La déstabilisation du Sahel vient de l’intervention en Libye. S’il n’y avait pas eu cette intervention en Libye, le Sahel n’aurait pas connu la situation dans laquelle il se trouve aujourd’hui. Certes les défis existaient, mais ils ont été amplifiés par cette intervention en Libye… », cette intervention de l’ancien chef de l’Etat Nigérien Mahamadou Issoufou, à l’occasion de la cérémonie de clôture de la 8ème édition du forum international de Dakar sur la paix et la sécurité, remet au goût du jour le débat sur la dépendance militaire de l’Afrique et ses conséquences à l’heure de la souveraineté.     

Les interventions militaires en Afrique du Nord et de l’Ouest
Si l’on se fie au chapitre 5 du document portant sur  réseaux de conflit et interventions militaires en Afrique du Nord et de l’Ouest, « depuis la fin de la Guerre froide, pas moins de 20 interventions militaires majeures sont ainsi menées pour « prévenir les crimes de guerre, rétablir la stabilité politique ou lutter contre les organisations extrémistes » dans 12 pays, de la Guinée-Bissau au Tchad. Et dans une région où les conflits interétatiques sont rares, la grande majorité de ces interventions sont à l’initiative d’organisations multinationales, d’alliances militaires et de communautés économiques régionales. L’Organisation des Nations Unies (ONU) est intervenue à six reprises dans la région depuis 1997 (25 ans). La Mission multidimensionnelle intégrée des Nations Unies pour la stabilisation au Mali (MINUSMA), mise en place par la résolution 2100 du Conseil de sécurité du 25 avril 2013, est la dernière mission en date de l’Organisation dans la région. »
Le même document de renseigner qu’« en Afrique du Nord, l’intervention militaire la plus importante de la dernière décennie est l’opération Unified Protector (2011) de l’Organisation du Traité de l’Atlantique Nord (OTAN), qui a initialement pris la forme d’une zone d’exclusion aérienne et d’un blocus maritime contre le régime du Colonel Mahammar Kadhafi en Libye ». En plus de cela, la France a également lancé plusieurs opérations majeures en Afrique du Nord et de l’Ouest, où elle est intervenue militairement dans six de ses anciennes colonies (Burkina Faso, Côte d’Ivoire, Mali, Niger, Mauritanie et Tchad) depuis la fin des années 80. Elle a également participé brièvement au Libéria (opération Providence) et plus activement à l’intervention de l’OTAN en Libye. De 1997 à 2019, les forces françaises ont toujours été impliquées directement dans un conflit armé en Afrique de l’Ouest, ce qui en fait le pays au plus long historique d’interventions dans la région. Au début des années 2010, la fin des « opérations Épervier » et « Licorne » au Tchad et en Côte d’Ivoire coïncide avec le lancement des « opérations Serval » et « Barkhane » au Sahel, respectivement en 2013 et 2014. Suffisant pour dire que l’Afrique n’a pas encore amorcé sa phase de souveraineté sécuritaire, dans un contexte marqué par une menace réelle liée au terrorisme dans le vieux continent.

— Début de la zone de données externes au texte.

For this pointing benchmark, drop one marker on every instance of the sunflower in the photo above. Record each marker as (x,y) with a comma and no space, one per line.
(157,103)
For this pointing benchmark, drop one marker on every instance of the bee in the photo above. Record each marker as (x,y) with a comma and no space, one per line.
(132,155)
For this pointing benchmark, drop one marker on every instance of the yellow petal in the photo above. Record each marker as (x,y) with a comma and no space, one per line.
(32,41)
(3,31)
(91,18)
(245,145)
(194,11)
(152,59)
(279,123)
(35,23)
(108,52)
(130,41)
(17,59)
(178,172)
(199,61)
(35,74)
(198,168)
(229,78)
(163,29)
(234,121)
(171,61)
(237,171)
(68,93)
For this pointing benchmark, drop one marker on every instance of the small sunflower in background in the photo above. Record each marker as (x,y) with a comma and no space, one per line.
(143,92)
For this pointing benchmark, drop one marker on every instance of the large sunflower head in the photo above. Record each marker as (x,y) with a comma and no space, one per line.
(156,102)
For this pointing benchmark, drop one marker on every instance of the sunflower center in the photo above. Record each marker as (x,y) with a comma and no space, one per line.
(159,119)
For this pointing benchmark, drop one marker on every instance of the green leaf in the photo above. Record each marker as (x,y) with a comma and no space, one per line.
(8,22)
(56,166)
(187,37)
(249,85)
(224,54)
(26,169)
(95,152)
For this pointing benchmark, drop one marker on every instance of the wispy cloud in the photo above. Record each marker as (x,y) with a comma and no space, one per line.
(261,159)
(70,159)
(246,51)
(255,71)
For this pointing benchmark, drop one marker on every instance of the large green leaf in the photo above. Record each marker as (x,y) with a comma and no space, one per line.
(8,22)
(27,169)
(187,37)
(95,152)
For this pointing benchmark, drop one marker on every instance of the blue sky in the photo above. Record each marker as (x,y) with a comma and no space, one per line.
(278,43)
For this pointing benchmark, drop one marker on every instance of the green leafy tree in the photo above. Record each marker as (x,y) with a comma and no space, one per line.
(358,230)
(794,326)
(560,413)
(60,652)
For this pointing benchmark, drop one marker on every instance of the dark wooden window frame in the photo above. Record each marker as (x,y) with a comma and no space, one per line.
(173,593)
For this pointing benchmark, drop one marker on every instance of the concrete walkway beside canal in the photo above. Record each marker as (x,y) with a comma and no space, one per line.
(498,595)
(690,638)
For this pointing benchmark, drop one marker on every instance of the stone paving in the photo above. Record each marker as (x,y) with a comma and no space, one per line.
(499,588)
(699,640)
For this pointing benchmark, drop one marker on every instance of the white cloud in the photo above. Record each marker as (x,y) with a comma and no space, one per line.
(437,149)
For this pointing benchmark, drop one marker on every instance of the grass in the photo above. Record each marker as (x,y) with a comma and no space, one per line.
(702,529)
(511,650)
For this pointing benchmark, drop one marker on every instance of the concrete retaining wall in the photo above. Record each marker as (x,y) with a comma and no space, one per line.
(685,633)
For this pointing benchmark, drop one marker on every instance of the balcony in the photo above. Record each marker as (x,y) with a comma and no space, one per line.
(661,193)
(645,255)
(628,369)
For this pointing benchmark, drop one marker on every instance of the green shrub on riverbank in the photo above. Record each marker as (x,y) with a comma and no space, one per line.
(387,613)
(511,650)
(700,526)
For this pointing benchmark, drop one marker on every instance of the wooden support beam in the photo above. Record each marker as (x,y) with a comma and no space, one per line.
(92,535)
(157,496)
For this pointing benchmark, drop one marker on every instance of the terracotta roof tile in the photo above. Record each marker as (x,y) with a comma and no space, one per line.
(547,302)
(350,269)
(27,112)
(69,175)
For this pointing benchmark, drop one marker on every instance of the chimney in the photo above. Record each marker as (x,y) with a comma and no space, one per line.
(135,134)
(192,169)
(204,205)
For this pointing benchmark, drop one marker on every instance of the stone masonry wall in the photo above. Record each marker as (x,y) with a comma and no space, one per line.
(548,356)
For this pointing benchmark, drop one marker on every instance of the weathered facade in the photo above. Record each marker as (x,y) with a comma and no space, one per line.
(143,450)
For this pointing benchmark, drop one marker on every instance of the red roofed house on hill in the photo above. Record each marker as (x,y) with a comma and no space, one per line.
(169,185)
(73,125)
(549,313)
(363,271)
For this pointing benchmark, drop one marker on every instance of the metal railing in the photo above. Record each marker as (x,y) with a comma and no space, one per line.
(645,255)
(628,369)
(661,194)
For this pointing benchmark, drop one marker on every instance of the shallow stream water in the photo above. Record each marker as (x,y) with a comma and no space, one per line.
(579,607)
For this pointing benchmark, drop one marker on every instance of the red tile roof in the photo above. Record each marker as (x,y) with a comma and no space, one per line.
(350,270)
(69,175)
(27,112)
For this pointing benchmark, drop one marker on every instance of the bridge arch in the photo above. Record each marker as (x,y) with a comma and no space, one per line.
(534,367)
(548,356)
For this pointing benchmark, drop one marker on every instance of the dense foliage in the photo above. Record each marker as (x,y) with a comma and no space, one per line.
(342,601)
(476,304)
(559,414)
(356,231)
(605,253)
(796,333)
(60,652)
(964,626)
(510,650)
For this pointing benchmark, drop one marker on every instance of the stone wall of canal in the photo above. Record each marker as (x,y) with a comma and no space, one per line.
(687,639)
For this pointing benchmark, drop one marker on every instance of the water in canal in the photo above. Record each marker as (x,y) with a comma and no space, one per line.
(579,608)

« La dépendance militaire de l’Afrique cause un problème »
Si pour l’ancien chef d’État du Niger,  Mahamadou Issoufou, la communauté internationale a des responsabilités dans ce qui arrive à l’Afrique aujourd’hui, il n’en demeure pas moins pour le professeur Ndioro Ndiaye. 
L’ancienne ministre du développement social dans le gouvernement socialiste formé en 1988, la dépendance militaire de l’Afrique est un véritable handicap à sa souveraineté. « On a posé la question de souveraineté, mais nous savons que tant que nous n’avons pas un leadership fort en interne, tant que nous n’avons pas confiance en nos forces internes, les chocs exogènes auront toujours des effets pour nous. Mais la réponse endogène consiste absolument à former et formuler et à mettre en œuvre.
Donc les souverainetés, que ça soit militaire, économique et physique, politique et sociale, ont été embrassées ici. Et le forum de Dakar a posé les jalons d’un débat qui peut ne pas être radieux si on ne tient pas compte de la réalité. La dépendance militaire de l’Afrique cause un problème et tout le monde le dit. L’Afrique doit absolument se libérer de ce joug colonial et prendre toutes ses forces de ce qu’elle a. Ce qu’elle a est inestimable. C’est sa jeunesse, ses ressources, ses connaissances.  Il nous faut être organisé et être beaucoup plus responsable et beaucoup plus volontariste pour pouvoir prendre en main sa destinée.  Il n’est pas normal que dans l’Union africaine, le programme de paix et de sécurité soit financé par les pays étrangers. Il y a des contradictions qu’il faut régler », s’est-elle confiée à Dakaractu dans une interview à l’occasion du Forum international de Dakar sur la paix et la sécurité.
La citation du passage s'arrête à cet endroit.